Today, thanks to various revisionist research, we are gaining a completely different perspective on those erased from the history and pushed into the grey zone. We are starting to notice quiet resistance tactics, informal support and solidarity networks, alternative circuits of the embodied knowledge or subversive ambitions toward autonomy from the state and capital. The history of the plebeian way of life is composed of the fates of women accused of witchcraft, mountain-dwelling runaways and thugs, radicals and heretics from pirate ships or illegal migrant networks. Its fundamental factors include defending old and manufacturing new commons which we want to see as laboratories experimenting with non-capitalist forms of life.

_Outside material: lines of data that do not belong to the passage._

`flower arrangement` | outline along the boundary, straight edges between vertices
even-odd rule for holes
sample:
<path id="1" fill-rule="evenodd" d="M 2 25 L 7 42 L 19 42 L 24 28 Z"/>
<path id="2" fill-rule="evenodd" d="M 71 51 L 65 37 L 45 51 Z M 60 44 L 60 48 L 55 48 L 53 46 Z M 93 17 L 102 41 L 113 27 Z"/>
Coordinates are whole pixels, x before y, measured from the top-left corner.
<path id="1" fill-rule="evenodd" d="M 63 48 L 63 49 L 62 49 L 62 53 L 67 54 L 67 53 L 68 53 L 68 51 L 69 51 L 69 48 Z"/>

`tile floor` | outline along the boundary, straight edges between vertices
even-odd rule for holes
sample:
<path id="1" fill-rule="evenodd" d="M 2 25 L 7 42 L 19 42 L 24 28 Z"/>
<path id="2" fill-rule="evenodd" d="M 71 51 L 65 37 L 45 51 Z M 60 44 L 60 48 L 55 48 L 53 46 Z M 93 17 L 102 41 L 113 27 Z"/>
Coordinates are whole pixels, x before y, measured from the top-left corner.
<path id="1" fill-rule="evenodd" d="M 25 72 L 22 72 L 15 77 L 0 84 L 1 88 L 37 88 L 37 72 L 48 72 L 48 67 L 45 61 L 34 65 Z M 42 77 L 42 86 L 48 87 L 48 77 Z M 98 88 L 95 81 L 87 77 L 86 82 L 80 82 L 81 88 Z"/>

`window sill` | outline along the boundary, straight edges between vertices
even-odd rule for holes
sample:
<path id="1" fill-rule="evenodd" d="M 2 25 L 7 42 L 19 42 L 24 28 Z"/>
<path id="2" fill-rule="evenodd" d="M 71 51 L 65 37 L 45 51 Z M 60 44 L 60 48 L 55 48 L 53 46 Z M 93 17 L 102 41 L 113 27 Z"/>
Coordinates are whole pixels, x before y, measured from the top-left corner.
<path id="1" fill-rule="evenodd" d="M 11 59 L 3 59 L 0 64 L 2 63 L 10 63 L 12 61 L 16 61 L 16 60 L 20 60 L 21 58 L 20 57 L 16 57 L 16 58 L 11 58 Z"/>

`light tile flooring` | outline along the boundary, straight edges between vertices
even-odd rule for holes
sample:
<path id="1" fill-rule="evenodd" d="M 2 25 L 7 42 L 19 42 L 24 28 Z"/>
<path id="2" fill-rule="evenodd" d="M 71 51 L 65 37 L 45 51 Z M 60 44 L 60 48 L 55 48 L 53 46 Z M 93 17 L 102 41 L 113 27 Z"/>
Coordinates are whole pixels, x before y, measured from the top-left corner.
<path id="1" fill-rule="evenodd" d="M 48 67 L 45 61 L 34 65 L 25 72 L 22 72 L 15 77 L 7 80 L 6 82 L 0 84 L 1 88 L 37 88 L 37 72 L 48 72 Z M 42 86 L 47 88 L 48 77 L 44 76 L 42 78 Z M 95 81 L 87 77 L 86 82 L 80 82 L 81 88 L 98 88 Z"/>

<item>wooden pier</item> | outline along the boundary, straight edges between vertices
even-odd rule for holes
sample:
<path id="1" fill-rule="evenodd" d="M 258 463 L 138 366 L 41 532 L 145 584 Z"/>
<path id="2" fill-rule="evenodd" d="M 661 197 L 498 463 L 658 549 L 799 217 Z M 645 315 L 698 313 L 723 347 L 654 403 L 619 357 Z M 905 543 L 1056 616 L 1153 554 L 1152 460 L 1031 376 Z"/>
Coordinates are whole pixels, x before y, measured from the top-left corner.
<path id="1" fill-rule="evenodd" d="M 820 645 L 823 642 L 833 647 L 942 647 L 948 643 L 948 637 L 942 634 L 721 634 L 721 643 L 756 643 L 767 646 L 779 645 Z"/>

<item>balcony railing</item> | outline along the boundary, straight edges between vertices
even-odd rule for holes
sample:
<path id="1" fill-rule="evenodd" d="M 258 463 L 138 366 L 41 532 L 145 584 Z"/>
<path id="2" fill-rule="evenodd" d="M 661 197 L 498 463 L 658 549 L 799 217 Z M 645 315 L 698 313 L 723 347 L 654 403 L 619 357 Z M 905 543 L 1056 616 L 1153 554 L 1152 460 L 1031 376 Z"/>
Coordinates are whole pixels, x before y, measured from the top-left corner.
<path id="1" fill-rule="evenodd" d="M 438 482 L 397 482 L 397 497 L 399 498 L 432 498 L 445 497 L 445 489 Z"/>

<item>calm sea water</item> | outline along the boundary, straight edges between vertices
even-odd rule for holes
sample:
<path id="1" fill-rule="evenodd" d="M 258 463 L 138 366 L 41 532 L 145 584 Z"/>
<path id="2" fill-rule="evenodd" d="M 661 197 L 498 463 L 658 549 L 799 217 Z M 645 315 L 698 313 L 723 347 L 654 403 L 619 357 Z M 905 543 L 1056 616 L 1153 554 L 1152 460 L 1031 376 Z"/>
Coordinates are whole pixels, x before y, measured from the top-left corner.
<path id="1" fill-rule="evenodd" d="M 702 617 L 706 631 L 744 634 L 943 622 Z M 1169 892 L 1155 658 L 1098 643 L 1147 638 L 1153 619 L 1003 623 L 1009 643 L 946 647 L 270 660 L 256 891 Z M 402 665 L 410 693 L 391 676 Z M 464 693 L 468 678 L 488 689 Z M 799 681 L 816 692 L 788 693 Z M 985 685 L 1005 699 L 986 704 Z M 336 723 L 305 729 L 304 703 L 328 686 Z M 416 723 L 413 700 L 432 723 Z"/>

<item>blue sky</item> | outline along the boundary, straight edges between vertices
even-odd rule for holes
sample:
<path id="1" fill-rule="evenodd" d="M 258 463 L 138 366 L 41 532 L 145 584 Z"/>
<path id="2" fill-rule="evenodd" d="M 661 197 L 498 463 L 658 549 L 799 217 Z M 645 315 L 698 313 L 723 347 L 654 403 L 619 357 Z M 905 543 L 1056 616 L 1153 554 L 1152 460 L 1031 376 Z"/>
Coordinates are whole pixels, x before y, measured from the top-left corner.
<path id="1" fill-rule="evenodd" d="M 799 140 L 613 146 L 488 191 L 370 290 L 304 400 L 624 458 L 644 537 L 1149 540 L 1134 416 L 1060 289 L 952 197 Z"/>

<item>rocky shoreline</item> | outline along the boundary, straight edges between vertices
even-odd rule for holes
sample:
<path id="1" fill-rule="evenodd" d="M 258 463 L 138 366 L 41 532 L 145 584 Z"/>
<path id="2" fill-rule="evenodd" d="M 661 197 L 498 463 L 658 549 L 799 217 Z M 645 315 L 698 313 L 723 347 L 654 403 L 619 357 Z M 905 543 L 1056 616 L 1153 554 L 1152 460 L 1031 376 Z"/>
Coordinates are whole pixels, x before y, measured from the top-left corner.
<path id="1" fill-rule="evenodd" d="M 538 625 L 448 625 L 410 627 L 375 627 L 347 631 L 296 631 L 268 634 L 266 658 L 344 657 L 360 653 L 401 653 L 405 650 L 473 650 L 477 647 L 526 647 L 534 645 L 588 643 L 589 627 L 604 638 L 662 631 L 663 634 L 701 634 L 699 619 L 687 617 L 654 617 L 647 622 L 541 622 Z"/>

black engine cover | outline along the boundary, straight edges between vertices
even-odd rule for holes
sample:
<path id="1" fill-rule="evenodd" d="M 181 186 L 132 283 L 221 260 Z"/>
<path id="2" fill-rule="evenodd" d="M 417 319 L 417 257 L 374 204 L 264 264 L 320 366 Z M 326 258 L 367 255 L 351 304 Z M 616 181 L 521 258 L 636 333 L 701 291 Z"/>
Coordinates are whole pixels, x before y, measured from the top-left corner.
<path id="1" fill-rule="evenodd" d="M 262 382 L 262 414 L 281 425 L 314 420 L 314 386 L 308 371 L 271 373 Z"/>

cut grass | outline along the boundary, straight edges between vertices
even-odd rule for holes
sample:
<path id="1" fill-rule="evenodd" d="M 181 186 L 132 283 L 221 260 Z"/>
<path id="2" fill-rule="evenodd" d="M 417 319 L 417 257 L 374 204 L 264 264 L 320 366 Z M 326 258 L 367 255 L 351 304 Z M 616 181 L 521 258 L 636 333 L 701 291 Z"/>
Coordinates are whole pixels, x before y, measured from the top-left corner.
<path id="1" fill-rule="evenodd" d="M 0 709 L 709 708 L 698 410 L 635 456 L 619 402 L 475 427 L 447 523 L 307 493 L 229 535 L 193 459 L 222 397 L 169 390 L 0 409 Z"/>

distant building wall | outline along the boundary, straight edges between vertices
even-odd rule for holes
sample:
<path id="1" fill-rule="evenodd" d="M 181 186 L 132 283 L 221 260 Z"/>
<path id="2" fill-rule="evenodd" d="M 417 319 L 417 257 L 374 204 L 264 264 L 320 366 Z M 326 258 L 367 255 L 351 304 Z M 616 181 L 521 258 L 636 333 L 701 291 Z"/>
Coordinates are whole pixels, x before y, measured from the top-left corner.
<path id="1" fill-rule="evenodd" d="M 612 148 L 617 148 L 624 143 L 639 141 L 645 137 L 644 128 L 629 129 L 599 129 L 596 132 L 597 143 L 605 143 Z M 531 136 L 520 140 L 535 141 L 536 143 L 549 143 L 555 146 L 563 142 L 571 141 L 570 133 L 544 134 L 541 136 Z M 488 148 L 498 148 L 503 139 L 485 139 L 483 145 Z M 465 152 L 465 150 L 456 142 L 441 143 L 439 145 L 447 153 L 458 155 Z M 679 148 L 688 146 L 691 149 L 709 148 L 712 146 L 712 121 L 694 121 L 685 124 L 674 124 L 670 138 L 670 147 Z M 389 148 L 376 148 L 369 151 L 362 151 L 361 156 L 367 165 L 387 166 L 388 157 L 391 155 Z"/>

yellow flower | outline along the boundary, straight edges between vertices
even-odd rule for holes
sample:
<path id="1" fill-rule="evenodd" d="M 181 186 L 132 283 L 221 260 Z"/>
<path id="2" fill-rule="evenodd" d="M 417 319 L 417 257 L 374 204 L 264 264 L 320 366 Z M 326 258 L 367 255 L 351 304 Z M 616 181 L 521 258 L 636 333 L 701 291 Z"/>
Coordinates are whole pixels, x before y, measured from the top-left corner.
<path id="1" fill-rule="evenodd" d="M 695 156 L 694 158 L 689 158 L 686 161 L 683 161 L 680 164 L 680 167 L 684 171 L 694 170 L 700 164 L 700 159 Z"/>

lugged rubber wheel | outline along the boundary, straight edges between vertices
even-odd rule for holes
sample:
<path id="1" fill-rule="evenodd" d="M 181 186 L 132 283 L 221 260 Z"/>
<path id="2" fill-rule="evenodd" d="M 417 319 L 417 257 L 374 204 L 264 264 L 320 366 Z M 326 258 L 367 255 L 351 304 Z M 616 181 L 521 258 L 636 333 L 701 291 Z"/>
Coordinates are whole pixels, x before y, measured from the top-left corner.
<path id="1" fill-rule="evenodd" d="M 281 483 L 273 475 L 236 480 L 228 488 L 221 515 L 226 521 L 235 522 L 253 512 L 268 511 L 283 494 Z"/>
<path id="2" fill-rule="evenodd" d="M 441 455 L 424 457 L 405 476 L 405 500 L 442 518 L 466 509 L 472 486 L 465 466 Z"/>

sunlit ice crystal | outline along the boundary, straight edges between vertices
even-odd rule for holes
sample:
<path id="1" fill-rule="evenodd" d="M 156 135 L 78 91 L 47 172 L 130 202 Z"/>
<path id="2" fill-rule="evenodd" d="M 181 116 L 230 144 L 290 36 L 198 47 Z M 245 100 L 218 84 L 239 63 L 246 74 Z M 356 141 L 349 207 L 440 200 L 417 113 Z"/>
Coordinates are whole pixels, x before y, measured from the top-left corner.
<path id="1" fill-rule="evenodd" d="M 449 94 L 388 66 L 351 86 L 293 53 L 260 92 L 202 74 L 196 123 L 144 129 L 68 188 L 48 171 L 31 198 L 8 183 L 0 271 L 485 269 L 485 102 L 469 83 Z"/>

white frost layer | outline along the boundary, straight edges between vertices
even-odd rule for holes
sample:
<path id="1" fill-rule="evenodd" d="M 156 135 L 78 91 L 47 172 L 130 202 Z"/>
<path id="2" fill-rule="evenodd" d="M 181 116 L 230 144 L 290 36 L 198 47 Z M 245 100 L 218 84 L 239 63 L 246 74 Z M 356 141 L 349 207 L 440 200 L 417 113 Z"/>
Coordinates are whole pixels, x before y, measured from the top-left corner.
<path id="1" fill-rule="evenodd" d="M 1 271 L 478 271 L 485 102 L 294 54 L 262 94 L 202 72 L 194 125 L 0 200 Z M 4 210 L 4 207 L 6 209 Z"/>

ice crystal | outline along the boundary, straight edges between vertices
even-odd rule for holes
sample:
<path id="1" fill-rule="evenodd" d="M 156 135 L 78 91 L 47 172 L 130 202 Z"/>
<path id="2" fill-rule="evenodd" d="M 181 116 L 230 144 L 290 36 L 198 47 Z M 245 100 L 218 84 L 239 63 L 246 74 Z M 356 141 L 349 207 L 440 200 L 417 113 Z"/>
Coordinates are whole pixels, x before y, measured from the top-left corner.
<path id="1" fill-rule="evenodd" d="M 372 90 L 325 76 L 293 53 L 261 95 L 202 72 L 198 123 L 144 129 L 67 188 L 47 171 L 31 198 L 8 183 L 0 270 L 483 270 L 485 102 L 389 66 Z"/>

In the times of the ecological catastrophe, crisis of liberal democracy, collapse of social bonds and rise of various populisms, we want to ask the question about the perspectives of radically democratic, community-based and sustainable “plebeianism”. Leading researchers of the commons will help us look for an answer. In our seminar, we start from acknowledging that in English commoner can be someone common and someone using common sense, but at the same time dependant on access to the commons and oftentimes dreaming of a genuine commonwealth. We assume that plebeian narratives have the chance to radically expand our political imagination. The latter is precisely the objective of the series of eight two-day meetings that we organize (in the form of a lecture plus a 3 hour long seminar).

(April 2020)

Historically, epidemics fulfilled two functions. They served the consolidation of power, increasing oppression and control over the subservient classes, but sometimes they resulted in the periods of the hierarchy collapse, the breakdown of the previous law and order. Unlike any other events in the social history, plagues supported utopian thinking and fantasising about the world in which everything would be turned upside down: horses ride their riders, masters serve their slaves and animals hunt the hunters. During our lectures we will take a closer look at plagues as events in social history. We will ponder what are their causes and possible consequences, in what relation epidemic crises are to the crises of capital and the ecological catastrophe. We believe this is the time for infectious ideas.

The development of the disease situation prevents us from organising our meetings and our guests’ international travel. We hope that in several months we will be able to return to the intended formula, but in the meantime we propose a temporarily changed format of the seminar: a series of online lectures titles “Plague, plebs and alternatives to capitalism,” prepared by the curators for the broader audience. We trust that this formula will be interesting and that it will enable us to build a community in this temporary isolation, a community of hope for the return to the normalcy and not just to business as usual.

Programme:

28.04.2020 | 18:00 | Tuesday

Michał Pospiszyl

When did people begin to get ill? The state, monoculture and pathogens.

28.05.2020 | 18:00 | Thursday
Łukasz Moll
Sowers of the plague, reapers of the revolution. How to inoculate Europe against the post-pandemic racism?

18.06.2020 | 18:00 | Thursday
Katarzyna Czeczot
Plague and modernity. Do we need monstrous politics?